(Clearwisdom.net) The Colorado Highlands Ranch Herald published an article written by Robyn Lydick on April 27, 2006. It said that during the CCP leader Hu Jintao's visit at the White House, Ms. Sun from Colorado Highlands Ranch protested the persecution of Falun Gong happening in China. In other areas, people can freely do the exercises.
She and several hundred Falun Gong practitioners hope that the practitioners in China may no longer be detained, tortured and even tortured to death for practicing Falun Gong.
The article said that Ms. Sun was deeply concerned about freedom of belief in
China. Despite the fact that she, her husband and son live in Highlands Ranch,
Sun, a practitioner of Falun Gong, is active in applying pressure to her former
country so that other Falun Gong practitioners can do so without the fear of
arrest, torture or death.
During a visit with a friend in China 1999, Ms. Sun were arrested from her
friend's home by Chinese Communist Party officials.
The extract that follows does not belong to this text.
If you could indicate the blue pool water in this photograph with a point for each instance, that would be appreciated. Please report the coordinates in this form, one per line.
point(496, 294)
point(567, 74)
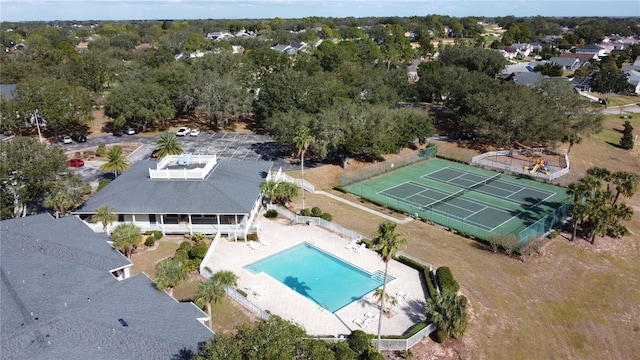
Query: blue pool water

"They follow every (practitioner) around. We were arrested at midnight in a
private apartment. I showed the police my U.S. passport and they finally
deported me."
Sun lost her friend's information. She learned in April 2001 that the friend had
been tortured to death in a camp in rural China, kept in an underground cell
filled with dirty water.
Sun said, "All the officials wanted her to do was sign a form saying truth
and compassion was evil, she wouldn't."
So Sun spent last week in passive protest while Hu Jintao, the head of the CCP,
was visiting the White House. She sat meditating in the park facing the White
House with hundreds of other practitioners from across the country.
"I was holding a sign with a Western woman meditating on one side and a
photograph of a Chinese woman after torture" Sun said. "She had her
face burned off. The sign also had the day and time she was tortured to
death."
Another Falun Gong protester, Dr. Wenyi Wang of New York who arranged for press
credentials, was arrested for shouting at Hu during the welcoming ceremony at
the White House.
Since 1999, the CCP regime in China has cracked down on
"unofficial" religious movements, from Christian churches to Falun
Gong, an outgrowth of qigong and Confucian and Buddhist thought.
Practitioners in the United States allege concentration camps where the inmates
are used for organ transplantation.
Sun has called herself to inquire about organs for transplant.
"They told me they would match me to a live donor, but they said that after
May they would be short of supplies," Sun said. "They match people
then kill them. They take the kidneys for one, the eyes for another."
According to human rights organization Amnesty International, tens of thousands
of Falun Gong practitioners have been arbitrarily detained in China since the
spiritual movement was banned as a "threat to social and political
stability" in July 1999. Some have been charged with crimes and sentenced
after unfair trials, while others have been sent to labor camps without trial.
Many of them are reported to have been tortured or ill-treated in detention and
more than 350 Falun Gong practitioners reportedly died in custody between 1999
and 2002.
World of followers
In America, Falun Gong is a multi-ethnic movement. Julia Bani, a German
national, began studying the system in Germany, before she moved to Highlands
Ranch two years ago.
Always a spiritual searcher into yoga and Eastern philosophies, Bani had a high
school classmate who was a Falun Gong practitioner. That young woman introduced
Bani to the system.
"My family had a lot of stress. My father was ill, and we had a hard time
with it." Bani said.
She began the meditation and exercises immediately and read the founder Li
Hongzhi's books, Zhuan Falun and Falun Gong.
Bani said she started seeing physical benefits immediately. "I felt
changed." She said. "I had backaches, headaches, I was pale and tired,
I'd fall asleep in school all the time. When I started to do these exercises the
pain was gone all of a sudden."
Her family conflict lessened as her mother and siblings began to meditate with
her. Only her father stayed away.
"I could do much better dealing with my moods," Bani said. "As a
family we could not look back and start over again putting those problems behind
us. One year of practice goes so fast, so many changes. I learned how important
truth, compassion and forbearance are. I'm less angry than before."
Also practicing the movements on a Monday evening at Northridge Recreation
Center were a woman from Wales and a Parker woman who was born in Korea.
Practices are held weekly at recreation centers. The day and location vary
quarterly. Contact Bani for information.
"Everybody is welcome," Bani said "Everything is free."